No agency, partnership, joint venture, or employment is created as a result of this Agreement and the Customer does not have any authority of any kind to bind the Company in any respect whatsoever. In any action or proceeding to enforce rights under this Agreement, the prevailing party will be entitled to recover costs and legal fees.

All notices under this Agreement will be in writing and will be deemed to have been duly given when received, if personally delivered; when receipt is electronically confirmed, if transmitted by facsimile or email; the day after it is sent, if sent for next day delivery by recognised overnight delivery service; and upon receipt, if sent by certified or registered mail, return receipt requested.

This Agreement takes effect, is governed by, and will be construed in accordance with the laws from time to time in force in Western Australia, Australia. The Parties submit to the non-exclusive jurisdiction of the courts of Western Australia.

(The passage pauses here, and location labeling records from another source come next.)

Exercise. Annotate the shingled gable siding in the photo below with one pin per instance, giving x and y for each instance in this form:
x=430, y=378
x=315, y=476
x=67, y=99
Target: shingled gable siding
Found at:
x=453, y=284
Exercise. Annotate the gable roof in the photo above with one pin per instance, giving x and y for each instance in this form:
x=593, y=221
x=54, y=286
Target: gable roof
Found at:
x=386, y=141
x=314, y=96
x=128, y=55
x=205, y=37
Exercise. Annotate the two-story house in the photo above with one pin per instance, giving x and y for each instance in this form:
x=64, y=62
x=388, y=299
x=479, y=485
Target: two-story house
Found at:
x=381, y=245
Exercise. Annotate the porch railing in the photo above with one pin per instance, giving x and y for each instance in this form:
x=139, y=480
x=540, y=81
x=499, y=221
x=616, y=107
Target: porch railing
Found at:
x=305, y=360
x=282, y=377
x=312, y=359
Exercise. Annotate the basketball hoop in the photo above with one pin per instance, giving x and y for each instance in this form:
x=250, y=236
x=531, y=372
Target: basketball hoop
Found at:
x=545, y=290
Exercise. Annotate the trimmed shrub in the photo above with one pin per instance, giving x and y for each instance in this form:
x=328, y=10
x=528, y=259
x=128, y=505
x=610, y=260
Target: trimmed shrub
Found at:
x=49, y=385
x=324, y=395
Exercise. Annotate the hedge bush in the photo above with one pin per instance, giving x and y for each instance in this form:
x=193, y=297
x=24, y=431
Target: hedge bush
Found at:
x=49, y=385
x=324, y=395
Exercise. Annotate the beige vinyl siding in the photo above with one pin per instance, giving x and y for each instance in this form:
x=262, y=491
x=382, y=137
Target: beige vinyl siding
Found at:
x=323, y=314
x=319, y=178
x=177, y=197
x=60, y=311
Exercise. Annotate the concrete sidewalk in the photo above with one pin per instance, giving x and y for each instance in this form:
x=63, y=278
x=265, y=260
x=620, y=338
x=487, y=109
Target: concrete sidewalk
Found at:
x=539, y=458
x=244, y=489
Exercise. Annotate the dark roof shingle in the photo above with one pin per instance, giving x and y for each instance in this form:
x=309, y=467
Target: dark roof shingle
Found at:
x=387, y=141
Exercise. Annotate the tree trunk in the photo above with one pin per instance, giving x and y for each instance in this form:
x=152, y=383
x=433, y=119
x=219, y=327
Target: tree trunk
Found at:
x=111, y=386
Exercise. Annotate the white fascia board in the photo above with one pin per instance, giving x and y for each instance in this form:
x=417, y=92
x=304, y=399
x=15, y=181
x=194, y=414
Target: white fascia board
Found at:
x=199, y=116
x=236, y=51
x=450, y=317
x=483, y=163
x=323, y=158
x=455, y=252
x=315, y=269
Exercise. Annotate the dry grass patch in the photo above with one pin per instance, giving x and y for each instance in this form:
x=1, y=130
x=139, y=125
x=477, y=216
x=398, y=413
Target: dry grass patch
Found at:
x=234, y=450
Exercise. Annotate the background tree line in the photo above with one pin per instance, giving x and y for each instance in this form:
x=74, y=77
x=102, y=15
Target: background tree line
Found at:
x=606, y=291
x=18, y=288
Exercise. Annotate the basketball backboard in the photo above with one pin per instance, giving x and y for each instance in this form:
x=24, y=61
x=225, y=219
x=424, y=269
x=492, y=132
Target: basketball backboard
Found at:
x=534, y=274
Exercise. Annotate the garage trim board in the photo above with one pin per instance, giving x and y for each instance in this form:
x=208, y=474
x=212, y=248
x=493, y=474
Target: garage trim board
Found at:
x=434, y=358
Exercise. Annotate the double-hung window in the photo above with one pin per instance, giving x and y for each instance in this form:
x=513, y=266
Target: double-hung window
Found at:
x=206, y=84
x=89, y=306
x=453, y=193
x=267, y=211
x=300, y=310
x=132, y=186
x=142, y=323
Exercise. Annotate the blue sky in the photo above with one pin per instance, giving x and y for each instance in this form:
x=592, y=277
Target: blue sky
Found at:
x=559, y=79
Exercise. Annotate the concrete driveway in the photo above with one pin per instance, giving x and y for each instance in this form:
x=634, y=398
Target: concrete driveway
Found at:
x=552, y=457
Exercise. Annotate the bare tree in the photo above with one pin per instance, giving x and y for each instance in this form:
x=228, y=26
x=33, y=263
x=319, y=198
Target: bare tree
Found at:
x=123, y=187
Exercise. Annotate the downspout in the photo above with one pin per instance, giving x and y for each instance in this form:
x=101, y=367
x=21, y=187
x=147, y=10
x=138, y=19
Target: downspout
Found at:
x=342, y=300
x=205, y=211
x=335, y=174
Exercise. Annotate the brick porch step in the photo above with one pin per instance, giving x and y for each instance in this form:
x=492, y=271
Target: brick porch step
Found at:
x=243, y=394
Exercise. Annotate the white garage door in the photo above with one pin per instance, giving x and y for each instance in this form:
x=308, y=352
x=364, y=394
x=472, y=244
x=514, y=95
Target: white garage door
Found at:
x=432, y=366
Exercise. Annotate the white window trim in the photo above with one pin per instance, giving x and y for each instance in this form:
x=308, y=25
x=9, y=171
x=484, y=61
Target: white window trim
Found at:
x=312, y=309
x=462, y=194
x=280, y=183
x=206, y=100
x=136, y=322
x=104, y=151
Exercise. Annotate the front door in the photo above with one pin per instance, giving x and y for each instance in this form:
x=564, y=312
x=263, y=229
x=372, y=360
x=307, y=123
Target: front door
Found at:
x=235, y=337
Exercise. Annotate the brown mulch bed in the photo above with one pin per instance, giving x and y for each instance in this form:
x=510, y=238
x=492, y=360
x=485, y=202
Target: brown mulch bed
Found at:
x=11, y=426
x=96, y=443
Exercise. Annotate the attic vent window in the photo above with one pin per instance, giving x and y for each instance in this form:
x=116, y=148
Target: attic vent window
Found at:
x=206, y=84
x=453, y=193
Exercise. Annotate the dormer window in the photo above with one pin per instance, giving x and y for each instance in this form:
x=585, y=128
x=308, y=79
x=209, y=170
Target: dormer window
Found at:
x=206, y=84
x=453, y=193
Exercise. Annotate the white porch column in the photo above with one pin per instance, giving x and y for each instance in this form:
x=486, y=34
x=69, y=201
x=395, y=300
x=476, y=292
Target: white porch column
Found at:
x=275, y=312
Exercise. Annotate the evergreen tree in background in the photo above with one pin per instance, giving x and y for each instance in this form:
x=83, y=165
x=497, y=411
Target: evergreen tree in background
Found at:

We may update Our Terms of Services Agreement as necessary. We will notify You of any changes by posting the new Agreement on this page. We will let You know via email and/or a prominent notice on Our Service, prior to the change becoming effective and update the "Last updated" date at the top of this Agreement.

You are advised to review this Agreement periodically for any changes. Changes to this Agreement are effective when they are posted on this page.